Wednesday, November 24, 2010

Lessons Learned—The Grounding of a Cruise Ship—Part III

Part III—A Lesson in Maritime Management

Excerpt from U.S. Coast Guard “Proceedings of the Marine Safety & Security Council” magazine. Read Part I and Part II here.

The ship’s safety management system intends the bridge officers to work as a team, with checks and verifications of tasks accomplished. However, there was evidence that the master’s abrasive personality created reluctance among the crew to disagree or question the master’s decisions. This attitude of unquestioning subservience established an unsafe condition.

As stated in the casualty report:

“The lack of teamwork arose due to the master’s failure to involve the watch standers in the decision-making process regarding the departure route, as well as the master’s overbearing presence. The senior members of the navigational team expressed their surprise at the unusual and more dangerous departure course, but failed to express their concern because they did not feel empowered to voice doubt in the master’s decisions.”

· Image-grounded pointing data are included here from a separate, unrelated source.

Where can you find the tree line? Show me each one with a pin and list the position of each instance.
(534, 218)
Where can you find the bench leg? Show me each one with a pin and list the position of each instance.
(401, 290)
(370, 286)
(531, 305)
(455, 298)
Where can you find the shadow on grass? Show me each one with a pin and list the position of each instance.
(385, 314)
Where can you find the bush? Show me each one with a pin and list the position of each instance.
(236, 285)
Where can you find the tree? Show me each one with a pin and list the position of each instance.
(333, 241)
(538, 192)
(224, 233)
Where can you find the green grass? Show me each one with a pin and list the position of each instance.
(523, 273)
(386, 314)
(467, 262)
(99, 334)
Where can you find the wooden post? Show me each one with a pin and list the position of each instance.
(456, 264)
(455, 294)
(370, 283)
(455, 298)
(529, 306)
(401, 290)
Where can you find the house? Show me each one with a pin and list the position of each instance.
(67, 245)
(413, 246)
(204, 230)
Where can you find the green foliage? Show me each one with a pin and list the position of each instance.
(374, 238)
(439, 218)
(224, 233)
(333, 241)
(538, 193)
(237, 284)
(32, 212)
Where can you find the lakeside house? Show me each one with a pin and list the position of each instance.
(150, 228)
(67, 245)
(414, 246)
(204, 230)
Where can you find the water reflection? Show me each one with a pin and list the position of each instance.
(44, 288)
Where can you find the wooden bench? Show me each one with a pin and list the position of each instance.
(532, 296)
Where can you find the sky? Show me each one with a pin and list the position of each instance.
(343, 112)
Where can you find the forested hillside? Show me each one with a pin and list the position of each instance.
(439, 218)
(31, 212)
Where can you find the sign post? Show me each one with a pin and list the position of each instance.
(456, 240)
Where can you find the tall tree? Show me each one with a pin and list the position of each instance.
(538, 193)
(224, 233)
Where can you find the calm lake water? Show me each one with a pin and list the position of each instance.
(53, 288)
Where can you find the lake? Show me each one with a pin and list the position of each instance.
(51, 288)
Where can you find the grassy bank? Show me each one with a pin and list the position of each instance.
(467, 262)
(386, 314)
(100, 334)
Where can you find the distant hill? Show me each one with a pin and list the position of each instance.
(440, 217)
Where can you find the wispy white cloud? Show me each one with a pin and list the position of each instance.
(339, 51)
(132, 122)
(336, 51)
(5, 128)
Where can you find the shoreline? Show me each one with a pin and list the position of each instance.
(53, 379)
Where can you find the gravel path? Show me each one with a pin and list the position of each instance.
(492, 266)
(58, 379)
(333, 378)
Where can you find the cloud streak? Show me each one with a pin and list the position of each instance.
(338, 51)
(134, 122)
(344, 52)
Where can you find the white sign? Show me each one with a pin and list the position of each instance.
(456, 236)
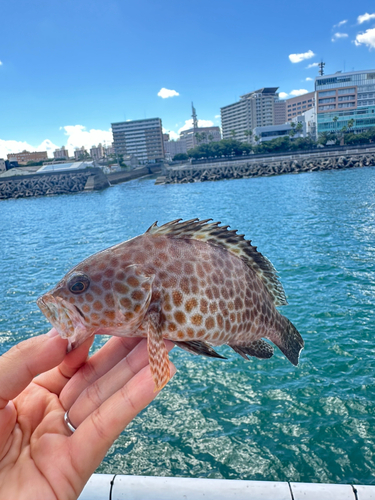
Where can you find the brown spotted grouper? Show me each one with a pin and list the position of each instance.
(195, 282)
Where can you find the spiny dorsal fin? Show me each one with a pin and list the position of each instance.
(213, 233)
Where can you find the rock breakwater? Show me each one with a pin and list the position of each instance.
(263, 168)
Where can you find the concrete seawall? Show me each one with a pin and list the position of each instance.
(52, 183)
(290, 163)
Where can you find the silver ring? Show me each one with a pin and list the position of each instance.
(68, 423)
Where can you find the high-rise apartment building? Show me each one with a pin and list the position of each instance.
(255, 109)
(295, 106)
(26, 156)
(141, 138)
(344, 97)
(61, 153)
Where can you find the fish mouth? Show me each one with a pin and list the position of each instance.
(68, 319)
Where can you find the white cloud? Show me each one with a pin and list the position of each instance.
(366, 38)
(336, 36)
(11, 146)
(201, 123)
(294, 58)
(365, 17)
(78, 136)
(298, 92)
(165, 93)
(340, 23)
(173, 136)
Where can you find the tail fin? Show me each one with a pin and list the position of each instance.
(288, 340)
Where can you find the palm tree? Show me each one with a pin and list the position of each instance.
(248, 134)
(299, 127)
(351, 123)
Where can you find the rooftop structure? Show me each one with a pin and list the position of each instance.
(142, 138)
(26, 156)
(343, 98)
(254, 109)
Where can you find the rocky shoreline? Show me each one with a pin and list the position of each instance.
(266, 168)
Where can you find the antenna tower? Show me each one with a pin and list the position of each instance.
(195, 119)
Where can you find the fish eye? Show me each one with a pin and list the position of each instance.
(78, 283)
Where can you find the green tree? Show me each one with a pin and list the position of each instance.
(180, 157)
(248, 134)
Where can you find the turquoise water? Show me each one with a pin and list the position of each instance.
(237, 419)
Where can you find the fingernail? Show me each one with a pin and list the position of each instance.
(52, 333)
(172, 369)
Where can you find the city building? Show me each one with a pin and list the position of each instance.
(142, 138)
(297, 105)
(97, 152)
(26, 156)
(200, 135)
(172, 148)
(80, 153)
(269, 132)
(61, 153)
(345, 97)
(255, 109)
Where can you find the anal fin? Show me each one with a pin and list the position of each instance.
(157, 352)
(258, 348)
(199, 347)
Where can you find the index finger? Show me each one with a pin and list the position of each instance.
(24, 361)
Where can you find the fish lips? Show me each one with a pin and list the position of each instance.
(66, 318)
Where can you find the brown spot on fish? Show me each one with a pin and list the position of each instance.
(191, 304)
(180, 317)
(203, 306)
(107, 285)
(138, 295)
(121, 288)
(209, 323)
(197, 319)
(133, 281)
(109, 300)
(177, 298)
(126, 303)
(98, 306)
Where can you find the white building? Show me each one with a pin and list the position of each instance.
(97, 152)
(256, 109)
(142, 138)
(201, 135)
(80, 153)
(61, 153)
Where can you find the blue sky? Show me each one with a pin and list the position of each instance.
(69, 69)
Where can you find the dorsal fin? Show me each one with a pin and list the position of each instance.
(214, 234)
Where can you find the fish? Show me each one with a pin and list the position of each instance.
(196, 282)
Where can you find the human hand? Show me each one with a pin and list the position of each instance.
(39, 457)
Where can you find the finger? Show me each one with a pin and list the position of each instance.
(55, 379)
(25, 360)
(97, 433)
(100, 363)
(107, 385)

Ergonomic and Human Performance Issues
The officer of the watch’s decision to rely solely on the automatic radar plotting aid (ARPA) to plot the Proselyte Reef lighted buoy as the sole reference point was contrary to the rules of good seamanship, his training as a navigational officer, and the vessel’s established standard procedures.

This was combined with a poor layout of the navigation station, which made it much more difficult to use the ARPA as well as the other navigational aids aboard the vessel. The chart table was placed well away from the automatic radar plotting aid, which was at the forward starboard side of the bridge. While this position allowed a good view of traffic, all other navigation instruments as well as the charts were located well away from that position.

It was also discovered that the navigational watch officers relied on the electronic instruments rather than taking terrestrial navigational fixes. Taking terrestrial navigational fixes is time-consuming, requiring placement of the azimuth bearing circles on the gyro repeaters, taking bearings, and then plotting them. On this vessel, the gyro compass repeaters were blocked by equipment cowlings, as depicted here.

The officer of the watch also failed to fully utilize the automatic radar plotting aid’s capabilities. He never ground-locked the ARPA nor did he manually input the wind and current values that would have allowed the ARPA to calculate the vessel’s set and drift. If he had, he might have realized that the ship was a lot closer to the reef than he thought.

Lessons Learned
The investigation report noted more than a dozen different recommendations, which can be summarized:

  • Operate as a team and communicate clearly with each other, especially when making an emergency or non-routine operation.
  • Separate hotel management responsibilities from the bridge crew to ensure that hotel problems do not compromise the safety of the ship.
  • Plan passages and make written records of the plans.
  • Keep charts current and corrected.
  • Practice good seamanship and do not be over-confident about your abilities or those of your ship or the ship’s instruments.